- Battle of Enna (835): Part of the Muslim conquest of Sicily Arab–Byzantine wars
| Date | Summer 835 |
| Location | Enna |
| Result | Aghlabid victory |

Belligerents
- Aghlabid dynasty: Byzantine Empire

Commanders and leaders
- Al-Fadhl ibn Ya'qub: Byzantine Strategos (WIA)

Strength
- Unknown: Unknown

= Battle of Enna (835) =

The Battle of Enna was a military engagement between the Aghlabid Arabs and the Byzantines near Castrogiovanni.

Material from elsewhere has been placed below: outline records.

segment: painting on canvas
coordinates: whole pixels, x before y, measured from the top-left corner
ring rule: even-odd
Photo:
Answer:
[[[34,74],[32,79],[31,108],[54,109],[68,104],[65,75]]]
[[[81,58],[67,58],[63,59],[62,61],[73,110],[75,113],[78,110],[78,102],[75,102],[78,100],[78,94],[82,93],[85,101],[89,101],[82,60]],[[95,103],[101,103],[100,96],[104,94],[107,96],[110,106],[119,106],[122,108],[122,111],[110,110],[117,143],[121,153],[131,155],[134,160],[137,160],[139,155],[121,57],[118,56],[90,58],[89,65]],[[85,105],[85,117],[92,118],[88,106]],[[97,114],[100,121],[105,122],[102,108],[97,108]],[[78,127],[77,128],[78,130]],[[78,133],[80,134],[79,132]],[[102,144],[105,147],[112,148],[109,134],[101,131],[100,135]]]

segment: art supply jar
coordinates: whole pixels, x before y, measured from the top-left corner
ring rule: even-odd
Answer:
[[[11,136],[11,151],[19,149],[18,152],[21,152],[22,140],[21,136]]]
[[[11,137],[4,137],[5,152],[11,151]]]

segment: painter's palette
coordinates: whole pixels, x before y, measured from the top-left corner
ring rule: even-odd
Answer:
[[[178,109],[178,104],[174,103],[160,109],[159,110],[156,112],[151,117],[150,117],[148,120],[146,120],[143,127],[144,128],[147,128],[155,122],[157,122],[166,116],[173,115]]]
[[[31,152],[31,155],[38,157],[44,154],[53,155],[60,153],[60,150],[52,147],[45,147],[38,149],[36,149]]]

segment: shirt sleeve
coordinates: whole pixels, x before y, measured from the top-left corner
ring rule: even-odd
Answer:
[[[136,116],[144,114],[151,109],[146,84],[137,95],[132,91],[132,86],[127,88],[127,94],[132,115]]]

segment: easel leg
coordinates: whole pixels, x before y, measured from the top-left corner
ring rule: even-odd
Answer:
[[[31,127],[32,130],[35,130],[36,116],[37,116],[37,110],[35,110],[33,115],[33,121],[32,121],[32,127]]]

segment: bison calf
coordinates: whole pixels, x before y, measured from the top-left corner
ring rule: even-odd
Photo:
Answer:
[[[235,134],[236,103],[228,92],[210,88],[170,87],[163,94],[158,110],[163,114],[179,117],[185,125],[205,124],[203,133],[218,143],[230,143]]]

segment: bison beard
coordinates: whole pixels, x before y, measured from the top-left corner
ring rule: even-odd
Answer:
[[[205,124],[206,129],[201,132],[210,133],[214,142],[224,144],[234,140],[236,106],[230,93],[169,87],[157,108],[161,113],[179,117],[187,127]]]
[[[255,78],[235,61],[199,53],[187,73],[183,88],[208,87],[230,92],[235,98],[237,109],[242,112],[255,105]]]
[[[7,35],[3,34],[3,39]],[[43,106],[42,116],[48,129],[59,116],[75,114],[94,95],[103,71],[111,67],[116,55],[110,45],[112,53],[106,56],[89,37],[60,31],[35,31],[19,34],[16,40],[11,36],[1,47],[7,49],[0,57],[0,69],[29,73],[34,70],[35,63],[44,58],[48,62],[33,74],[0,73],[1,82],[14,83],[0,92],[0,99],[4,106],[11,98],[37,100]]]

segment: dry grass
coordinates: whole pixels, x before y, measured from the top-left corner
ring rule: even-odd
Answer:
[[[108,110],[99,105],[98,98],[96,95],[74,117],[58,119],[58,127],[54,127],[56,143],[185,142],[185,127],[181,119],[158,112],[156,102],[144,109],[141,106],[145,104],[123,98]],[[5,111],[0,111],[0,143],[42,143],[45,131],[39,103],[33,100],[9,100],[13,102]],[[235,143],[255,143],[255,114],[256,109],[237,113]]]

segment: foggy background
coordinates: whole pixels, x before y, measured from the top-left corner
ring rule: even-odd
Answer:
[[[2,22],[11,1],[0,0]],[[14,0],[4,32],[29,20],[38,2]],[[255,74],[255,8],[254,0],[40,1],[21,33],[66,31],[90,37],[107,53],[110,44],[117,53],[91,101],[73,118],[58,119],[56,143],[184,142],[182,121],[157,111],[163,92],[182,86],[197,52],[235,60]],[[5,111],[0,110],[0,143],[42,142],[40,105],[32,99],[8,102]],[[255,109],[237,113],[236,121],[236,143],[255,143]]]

The Aghlabids raided Castrogiovanni and defeated a Byzantine army that came to meet them.

==Background==
After the Aghlabid success at capturing Palermo in 831, their activity stopped for another 2 years. The Aghlabids were busy organizing their new city. The Byzantines never used this to act quickly. This time, the Aghlabids focused their military attention towards the city of Enna or Castrogiovanni. Early in 835, the governor of Palermo, Abu Fihr, personally led a raid against Enna and defeated a Byzantine force, which forced them to retreat behind fortifications. Later, Abu Fihr dispatched more raids towards Taormina. However, a conflict rose between Muslim ranks. Some of the raiders on their return to Palermo assassinated Abu Fihr and took refuge with the Byzantines. The Aghlabid emir, Ziyadat Allah I, quickly dispatched Al-Fadhl ibn Yaqub as the new governor of Sicily.

==Battle==
In the summer of the same year, the new governor dispatched raids towards the center of Sicily. The Muslims targeted Enna this time. They began raiding the territory, which alarmed the Byzantine strategos. The Byzantine quickly marched out to meet them. They successfully drove back the Arabs and forced them to retreat towards the mountainous area, which was covered with thick bushes. The Byzantine strategos wasn't able to chase them due to fear of being ambushed. They decided to wait for the Arabs to come out. However, when the evening arrived, the Byzantines grew frustrated and tired, eventually deciding to retreat. Unexpectedly, the Arabs, leaping from the mountainous rocks, furiously charged the Byzantines, who were not expecting any attack. The Arabs routed them. The strategos was wounded. With several lance thrusts, he finally fell from his horse. The Arabs attempted to capture him, but the strategos' men valiantly defended him. The Arabs captured a great amount of weapons, horses, and cattle.

==Sources==
- Warren Treadgold (1988), The Byzantine revival, 780–842.
- Vasiliev, Alexander A. (1935). Byzantium and the Arabs. Volume I, The Amorium dynasty (820–867) (in French).
- Amari, Michele (1854). Storia dei Musulmani di Sicilia, Vol I. (in Italian).